Ülke üreticisine yüzlerce yeni çeşit kazandıran enstitü, değişen iklim koşullarına ve kuraklığa dayanıklı birçok projeyi yürütüyor. Yeni bir ürünün üreticilerin hizmetine girebilmesi ise bazen uzun yıllar sürüyor.
Enstitüde bölgenin tarımsal özellikleri dikkate alınarak, belirlenmiş ürün veya ürün gruplarınca bölgeye yönelik araştırmalar yapılmakta, özellik arz eden konularda ülke geneli seviyesinde proje merkezi görevlerini yürütüyor. Özellikle Trakya'da ana ürün olarak ekimi yapılan ayçiçeği, çeltik, buğday ve arpa bitkilerinde ıslah ve adaptasyon çalışmaları ile bölge koşullarına uygun yüksek verimli ve kaliteli çeşitler geliştiriliyor. Bugüne kadar ülke çiftçisine 195 yeni ürün geliştirildi.

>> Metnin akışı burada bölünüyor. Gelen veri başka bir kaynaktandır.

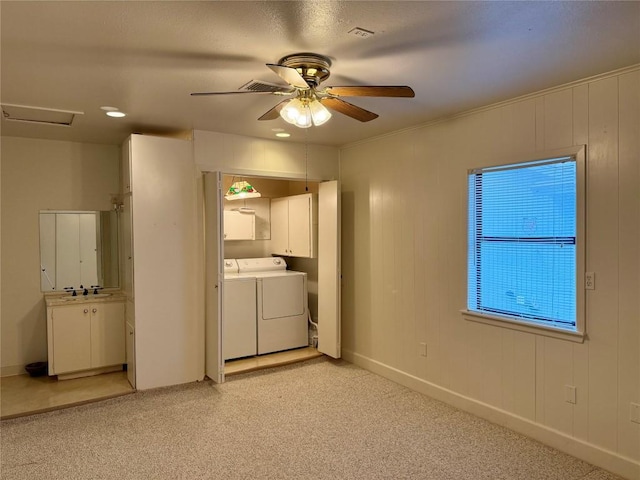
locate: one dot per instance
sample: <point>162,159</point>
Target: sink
<point>84,298</point>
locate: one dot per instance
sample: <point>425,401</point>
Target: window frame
<point>578,153</point>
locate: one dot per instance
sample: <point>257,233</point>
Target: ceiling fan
<point>304,72</point>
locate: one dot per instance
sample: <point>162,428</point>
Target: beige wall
<point>404,269</point>
<point>39,175</point>
<point>240,155</point>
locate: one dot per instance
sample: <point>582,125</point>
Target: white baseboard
<point>605,459</point>
<point>11,370</point>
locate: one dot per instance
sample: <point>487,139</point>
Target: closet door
<point>329,269</point>
<point>300,226</point>
<point>214,276</point>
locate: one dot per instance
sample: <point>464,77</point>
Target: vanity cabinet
<point>293,226</point>
<point>85,336</point>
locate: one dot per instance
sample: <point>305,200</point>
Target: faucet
<point>71,289</point>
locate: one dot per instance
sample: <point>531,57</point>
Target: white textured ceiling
<point>146,57</point>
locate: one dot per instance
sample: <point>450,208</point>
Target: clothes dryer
<point>239,327</point>
<point>282,303</point>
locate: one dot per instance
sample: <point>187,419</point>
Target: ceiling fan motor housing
<point>312,67</point>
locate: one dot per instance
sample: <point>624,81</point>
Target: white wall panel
<point>387,312</point>
<point>629,272</point>
<point>558,119</point>
<point>602,258</point>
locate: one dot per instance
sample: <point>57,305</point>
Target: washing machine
<point>239,324</point>
<point>281,303</point>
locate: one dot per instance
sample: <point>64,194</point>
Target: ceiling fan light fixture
<point>292,110</point>
<point>319,113</point>
<point>241,190</point>
<point>304,113</point>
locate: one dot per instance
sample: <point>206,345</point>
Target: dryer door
<point>283,296</point>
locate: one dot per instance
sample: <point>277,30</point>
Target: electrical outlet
<point>634,412</point>
<point>570,394</point>
<point>590,280</point>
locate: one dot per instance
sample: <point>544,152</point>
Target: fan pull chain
<point>306,160</point>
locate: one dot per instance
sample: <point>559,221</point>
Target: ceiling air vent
<point>47,116</point>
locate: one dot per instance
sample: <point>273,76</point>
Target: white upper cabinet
<point>293,226</point>
<point>239,225</point>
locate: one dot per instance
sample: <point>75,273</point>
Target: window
<point>523,243</point>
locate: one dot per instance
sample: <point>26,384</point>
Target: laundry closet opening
<point>272,245</point>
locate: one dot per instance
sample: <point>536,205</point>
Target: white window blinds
<point>522,242</point>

“12 türe ait 195 çeşit geliştirildi”
Trakya bölgesi olarak çeltik, ayçiçeği ve aspirle ilgili ıslah çalışmalarında da ülkesel koordinatörlük görevi yürütüldüğüne dikkat çeken Trakya Tarımsal Araştırma Enstitüsü Müdürü Adnan Tülek, kurumun misyonunun yüksek verimli ve kaliteli gruplarda ürün geliştirmek olduğuna dikkat çekti.
"Bölgemizdeki iklim koşullarını dikkate almak zorundayız"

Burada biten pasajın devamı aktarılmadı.